The focus is on the distant solar system snowman
NASA will fund the mission from its planetary science budget through Sept. 30, 2024. After that, management could be taken over by a much smaller Heliophysics Division, potentially involving a new group of scientists. In March, NASA asked US researchers for ideas about what New Horizons science could do across disciplines, “to gauge the level of interest from the broader scientific community in pursuing the next phase of science leadership for the mission, and to estimate appropriate annual costs.” “
For the mission’s current science team, this amounts to an obsession. “There will be an indoor party on October 1st next year,” says Alan Stern, the mission’s principal investigator, who is also at the Southwest Research Institute.
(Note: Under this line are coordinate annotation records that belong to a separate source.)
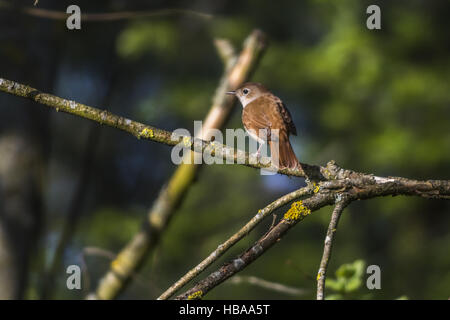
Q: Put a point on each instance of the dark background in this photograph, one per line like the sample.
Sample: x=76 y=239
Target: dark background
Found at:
x=376 y=101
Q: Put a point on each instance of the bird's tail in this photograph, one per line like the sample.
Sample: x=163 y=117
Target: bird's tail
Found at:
x=284 y=151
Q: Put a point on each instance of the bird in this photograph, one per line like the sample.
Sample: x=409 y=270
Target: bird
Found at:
x=262 y=110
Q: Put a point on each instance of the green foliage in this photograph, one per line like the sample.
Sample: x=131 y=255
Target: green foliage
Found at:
x=349 y=279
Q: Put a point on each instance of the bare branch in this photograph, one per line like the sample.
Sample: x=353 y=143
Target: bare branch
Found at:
x=222 y=248
x=359 y=187
x=321 y=275
x=269 y=285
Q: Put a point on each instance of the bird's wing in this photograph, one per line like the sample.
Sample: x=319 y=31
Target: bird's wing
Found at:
x=254 y=118
x=286 y=115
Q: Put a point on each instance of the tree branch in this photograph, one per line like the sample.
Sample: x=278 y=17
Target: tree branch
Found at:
x=142 y=131
x=321 y=275
x=106 y=16
x=222 y=248
x=353 y=186
x=237 y=70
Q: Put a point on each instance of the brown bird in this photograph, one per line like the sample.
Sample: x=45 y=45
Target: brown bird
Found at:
x=262 y=110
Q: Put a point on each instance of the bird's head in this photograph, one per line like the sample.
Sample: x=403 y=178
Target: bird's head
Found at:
x=248 y=92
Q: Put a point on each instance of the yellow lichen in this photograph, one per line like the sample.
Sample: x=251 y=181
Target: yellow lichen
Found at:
x=316 y=187
x=146 y=133
x=296 y=211
x=187 y=142
x=196 y=295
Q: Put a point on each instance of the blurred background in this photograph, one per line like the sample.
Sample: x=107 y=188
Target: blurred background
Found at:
x=376 y=101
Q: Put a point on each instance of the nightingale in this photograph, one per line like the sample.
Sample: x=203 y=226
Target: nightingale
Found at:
x=265 y=112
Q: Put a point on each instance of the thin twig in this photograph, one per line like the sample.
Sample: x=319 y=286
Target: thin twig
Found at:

Fox replies that the New Horizons team was asked to submit a proposal to lead spacecraft science in the Heliophysics Division starting in October 2024, and the researchers declined.
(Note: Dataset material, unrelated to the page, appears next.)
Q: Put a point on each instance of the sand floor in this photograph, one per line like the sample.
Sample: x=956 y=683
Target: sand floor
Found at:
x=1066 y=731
Full replacement of a mission’s science team is relatively rare, says Amanda Hendricks, a researcher at the Planetary Science Institute in Boulder, Colorado. “We’re entering kind of new territory.”
in a “unique position”
Now the question is what can science do with New Horizons and how. Although its plutonium energy source dwindles over time, it has enough for probably another quarter century.
The craft is currently in the outer part of the Kuiper belt (see ‘Up there’), and little is known about it because it can’t be observed well from Earth. “New Horizons is in a very unique location, and there is almost no other way to get this information,” says Singer.
Among other studies, New Horizons has taken repeated images of distant Kuiper Belt objects, gathering information about their shapes and surface properties. The spacecraft is also analyzing dust in the Kuiper Belt – data that can shed light on how often space rocks collide with each other.
In recent years, the spacecraft has begun to expand its range. In astrophysics, New Horizons’ location allows it to study several types of background light that permeate the solar system. And in solar physics, ongoing and future studies are exploring the streams of charged particles emitted by the sun. “They are very valuable in conjunction with Voyagers,” says Stamatios Krimigis, an astrophysicist and the only scientist to have participated in missions to every planet in the solar system and Pluto.
New Horizons, which cost $780 million to build, launch and fly over Pluto, costs NASA about $10 million annually. Fox and Glaze said nature that the decision to move the mission away from planetary science was not motivated by budget issues, such as those that delayed the Venus mission and raised concerns about the cost of returning samples from Mars.
Both also said that if a Kuiper belt object is discovered that New Horizons can reach, NASA would be open to discussing it, even if the mission has already been moved to heliophysics. Stern and his team continue to search for an overhead target by the time they left.